Project Spikes – Restarting From Scratch (kinda)

Hello everybody! It’s been a while since the last update, as many school things got in the way (ugh, exams), but I’ve been off for about a month, gathering new ideas for the game. I’ve also sorta started the project again, as many of the ideas in the old version were incomplete and I lost track of which parts were complete or not, so I decided starting afresh and resolving to complete one feature at a time was the way to go. So behold, the new update, which is a step back and a step forward at the same time!


Because colourful logos are cool.


While many of you will have played through the old game, I’m going to start off by explaining what the game will be all about. First and foremost, it’s a physics platformer, where the player (that’s you!) needs to use a load of special guns to defy physics and solve puzzles. Right now, all the update has is a crude version of the Force Gun with a placeholder texture and model, but I’ve concentrated on its actual mechanics rather than aesthetics so far, so it feels much more natural to move cubes around using it.


I told you it’s a crude gun. I wasn’t lying.

What’s changed since last time?

I’m glad you asked, gold star for you! Well, previously all the coding shizzle was done in Javascript (well, Unityscript), but I’ve swapped that for C#, partly as a challenge for myself, an partly to broaden my coding skills. Everything seems to be working well, so the change has been beneficial so far.

So far, the game consists of a start menu and a tutorial level. That’s a heck of a lot less than the previous updates, but this is just a taster of how the levels will feel this time around – they’ll be larger than before, and have more features per level. The tutorial level contains all the features I’ve added so far, so it should give a pretty good idea of the game mechanics you’ll be dealing with in the final product.

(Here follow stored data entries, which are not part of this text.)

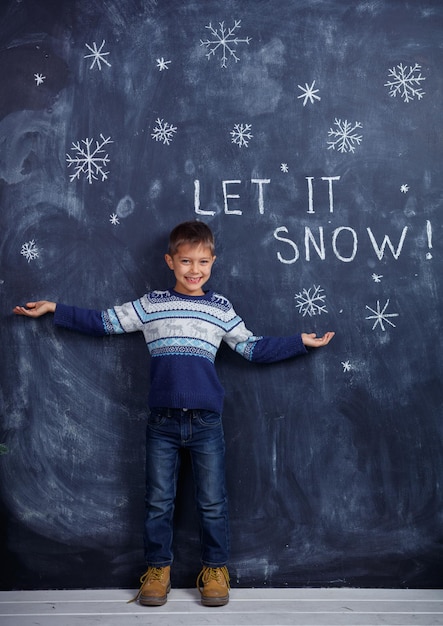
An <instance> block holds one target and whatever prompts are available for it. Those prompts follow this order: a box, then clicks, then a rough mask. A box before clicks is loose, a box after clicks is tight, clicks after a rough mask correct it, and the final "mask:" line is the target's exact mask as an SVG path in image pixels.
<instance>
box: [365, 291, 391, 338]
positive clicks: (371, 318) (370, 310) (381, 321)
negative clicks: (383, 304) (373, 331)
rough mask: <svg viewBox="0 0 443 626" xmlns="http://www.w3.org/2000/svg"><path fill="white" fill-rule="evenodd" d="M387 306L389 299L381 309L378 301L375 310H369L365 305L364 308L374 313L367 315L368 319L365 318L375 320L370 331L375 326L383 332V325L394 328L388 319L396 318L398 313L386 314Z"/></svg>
mask: <svg viewBox="0 0 443 626" xmlns="http://www.w3.org/2000/svg"><path fill="white" fill-rule="evenodd" d="M388 306H389V298H388V299H387V300H386V303H385V305H384V307H383V308H381V307H380V300H377V308H376V310H374V309H371V307H370V306H368V305H366V308H367V309H368V310H369V311H371V313H374V315H368V317H367V318H366V319H367V320H375V321H374V325H373V327H372V330H374V329H375V328H376V326H380V328H381V329H382V330H383V331H385V330H386V328H385V323H386V324H390V326H393V327H394V328H395V324H394V323H393V322H391V320H390V319H388V318H390V317H398V313H386V309H387V308H388Z"/></svg>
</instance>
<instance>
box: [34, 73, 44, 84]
mask: <svg viewBox="0 0 443 626" xmlns="http://www.w3.org/2000/svg"><path fill="white" fill-rule="evenodd" d="M34 79H35V84H36V85H37V87H38V86H39V85H43V83H44V81H45V79H46V76H43V74H34Z"/></svg>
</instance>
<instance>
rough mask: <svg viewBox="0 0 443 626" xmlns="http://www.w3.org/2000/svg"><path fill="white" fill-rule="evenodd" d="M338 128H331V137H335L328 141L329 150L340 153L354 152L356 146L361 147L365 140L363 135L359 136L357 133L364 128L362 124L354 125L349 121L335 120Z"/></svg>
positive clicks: (359, 123) (355, 122)
mask: <svg viewBox="0 0 443 626" xmlns="http://www.w3.org/2000/svg"><path fill="white" fill-rule="evenodd" d="M334 124H335V126H336V127H337V128H336V129H335V130H334V128H330V129H329V132H328V136H329V137H333V139H332V140H331V141H328V150H331V149H332V150H337V151H338V152H354V151H355V146H356V145H357V146H358V145H360V144H361V141H362V139H363V137H362V135H357V133H356V132H355V131H356V130H357V129H358V128H362V125H361V123H360V122H354V125H352V124H351V122H348V120H344V121H342V120H339V119H337V118H335V122H334Z"/></svg>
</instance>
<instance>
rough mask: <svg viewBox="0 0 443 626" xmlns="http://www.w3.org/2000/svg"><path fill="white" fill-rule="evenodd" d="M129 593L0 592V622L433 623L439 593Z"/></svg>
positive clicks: (269, 590)
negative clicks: (212, 594) (215, 594)
mask: <svg viewBox="0 0 443 626" xmlns="http://www.w3.org/2000/svg"><path fill="white" fill-rule="evenodd" d="M134 594H135V590H134V591H131V590H121V589H116V590H109V589H107V590H91V589H89V590H78V591H4V592H0V624H1V625H2V626H89V625H91V626H92V625H99V626H132V625H133V624H146V625H150V624H152V625H154V624H155V626H203V625H205V626H207V625H208V624H211V625H214V626H432V625H434V624H441V625H443V591H441V590H408V589H399V590H388V589H347V588H342V589H233V590H231V599H230V602H229V604H228V605H226V606H224V607H219V608H207V607H203V606H202V605H201V603H200V595H199V593H198V591H197V590H196V589H173V590H172V591H171V593H170V594H169V599H168V602H167V603H166V604H165V605H164V606H162V607H157V608H153V607H142V606H139V605H138V604H136V603H131V604H128V600H130V599H131V597H133V595H134Z"/></svg>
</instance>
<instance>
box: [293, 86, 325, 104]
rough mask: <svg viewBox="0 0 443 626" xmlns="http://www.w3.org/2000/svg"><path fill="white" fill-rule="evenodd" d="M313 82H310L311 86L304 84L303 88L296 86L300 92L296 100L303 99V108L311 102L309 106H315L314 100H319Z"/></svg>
mask: <svg viewBox="0 0 443 626" xmlns="http://www.w3.org/2000/svg"><path fill="white" fill-rule="evenodd" d="M314 85H315V80H313V81H312V85H311V86H309V85H308V83H305V86H304V87H302V86H301V85H297V87H298V88H299V89H301V90H302V94H301V95H300V96H297V98H298V99H300V98H303V106H306V103H307V102H308V100H309V102H311V104H315V100H321V98H320V96H317V94H318V92H319V91H320V90H319V89H314Z"/></svg>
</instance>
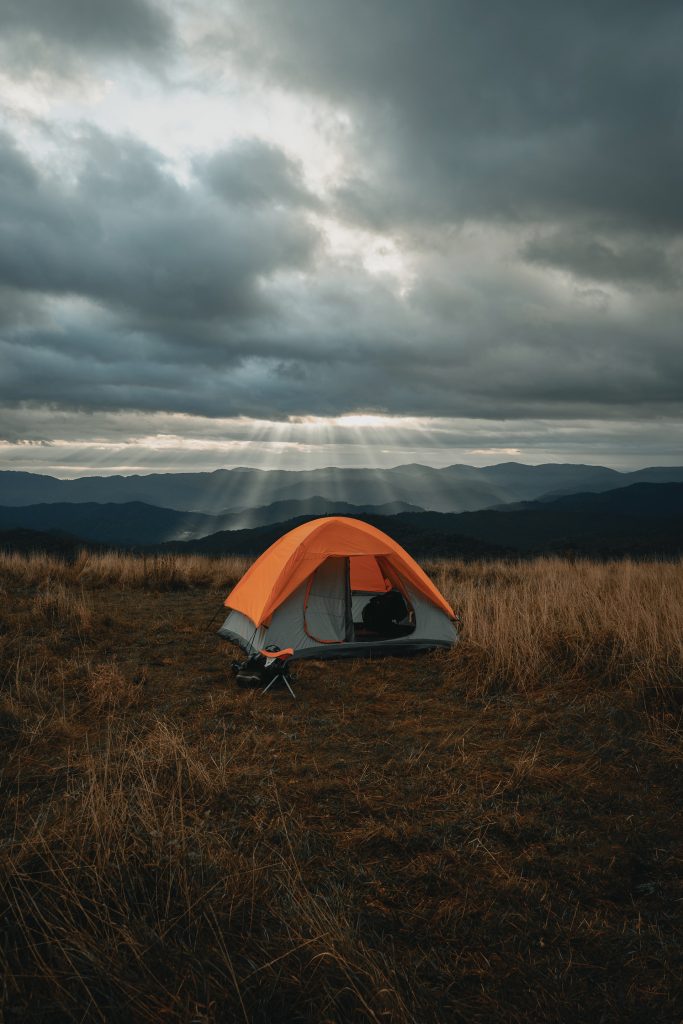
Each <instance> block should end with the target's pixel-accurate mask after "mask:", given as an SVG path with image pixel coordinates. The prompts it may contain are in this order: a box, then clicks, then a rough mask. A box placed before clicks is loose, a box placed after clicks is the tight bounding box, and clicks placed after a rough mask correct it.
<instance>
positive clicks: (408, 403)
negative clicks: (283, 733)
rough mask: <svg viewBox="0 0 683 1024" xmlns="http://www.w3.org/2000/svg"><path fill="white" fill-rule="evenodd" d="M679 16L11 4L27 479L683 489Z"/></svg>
mask: <svg viewBox="0 0 683 1024" xmlns="http://www.w3.org/2000/svg"><path fill="white" fill-rule="evenodd" d="M682 42H683V6H682V5H681V4H680V2H677V0H672V2H671V3H668V2H665V0H653V2H651V3H644V2H642V0H639V2H636V3H629V2H628V0H620V2H612V0H603V2H600V3H595V2H593V0H592V2H588V0H574V2H572V3H564V4H552V3H548V2H546V0H538V2H536V0H519V2H516V3H510V2H509V0H489V2H487V3H481V2H477V0H424V2H421V3H416V2H415V0H286V2H284V0H244V2H243V0H166V2H162V0H157V2H154V0H117V2H116V3H112V2H110V0H0V463H1V464H2V466H3V468H14V469H31V470H34V471H38V472H50V473H54V474H55V475H58V476H73V475H79V474H82V473H86V472H93V471H94V472H98V473H111V472H140V471H142V472H145V471H153V470H157V469H163V470H168V469H182V470H187V469H214V468H217V467H219V466H232V465H257V466H264V467H270V466H279V467H290V468H304V467H306V466H310V467H313V466H319V465H375V464H382V465H397V464H399V463H404V462H424V463H429V464H432V465H446V464H450V463H454V462H465V463H470V464H473V465H484V464H490V463H495V462H505V461H509V460H511V459H514V460H517V461H521V462H528V463H539V462H555V461H567V462H568V461H572V462H573V461H581V462H589V463H603V464H607V465H611V466H614V467H616V468H629V467H637V466H644V465H653V464H659V465H666V464H680V463H683V412H682V398H683V300H682V295H683V292H682V289H681V285H682V279H683V272H682V271H683V187H682V186H681V180H682V176H683V90H682V87H683V61H682V60H681V44H682Z"/></svg>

The skies are much bluer than before. So is the whole bloody level!

One new feature is pipes. In the tutorial are a few pipes that you can crawl through -they’re the blue, pipe-like things – to reach other parts of the level. Another new addition is ladders, which don’t have a model yet, but the climbing mechanic is working.

I’ve also added the ability to take screenshots in-game, by pressing the F key. It’ll create a .png image the size of the screen, plus it’ll change the texture of the grey rectangle in the image above into the screenshot. You can find the screenshots on Windows by navigating to the AppData/LocalLow folder, clicking on the ‘danielthenerdyguy’ folder (that’s me!), then the Project Spikes folder, and your images should be there, named after the time the images were taken. On Mac and Linux, I have no idea where they go, but they’ll be in the equivalent place. At points in the game, when you do specific tasks, the game will steal the camera off you and show you around the level like a cutscene, so when you activate something, the camera will move to show you the change in full so that you don’t miss it.

Recap time: the old features

Many of the old features have made it back, with performance and graphical improvements. Physics cubes look much nicer now, as they’re bright red and have a wavy outer edge, with normal maps applied to the edges stand out.


Normal maps really make the outline stand out, especially when the cube is moving

The same basic texture has been applied to the switch platforms (the ones that switch between solid and non-solid upon jumping), albeit without the ‘Spikes’ logo in the corner. The platforms are blue when active and orange when inactive, because that colour combination definitely won’t land me with a lawsuit.


My lawyers have told me to say the colour scheme isn’t reminiscent of Portal at all.

Along with switch platforms, moving platforms make a return too, with significant performance and functionality improvements, as I merged several different moving platform scripts into one magnificently efficient script. On my end, they’re much nicer to deal with, although you probably won’t see much of a difference.

The entire GUI has been drawn using the built-in Unity GUI stuff, but I’m holding out for Unity 4.6, which promises a new GUI system, so I decided not to put all that much effort into it at the moment.

Where can I play this update?

There are a few smaller features that aren’t worth going into much (like, super-awesome lens flares from the sun. However in hindsight, that should be the main feature). The update feels a little but raw right now, but once I start replacing placeholder textures and models, it will shape up pretty quickly. You can play the update over at the game’s IndieDB page, and feel free to leave any comments, ideas or problems here or over at IndieDB. If the download isn’t yet available, give it a couple hours or so, because IndieDB have to first approve the download before it’s available. But, when it’s ready, have fun!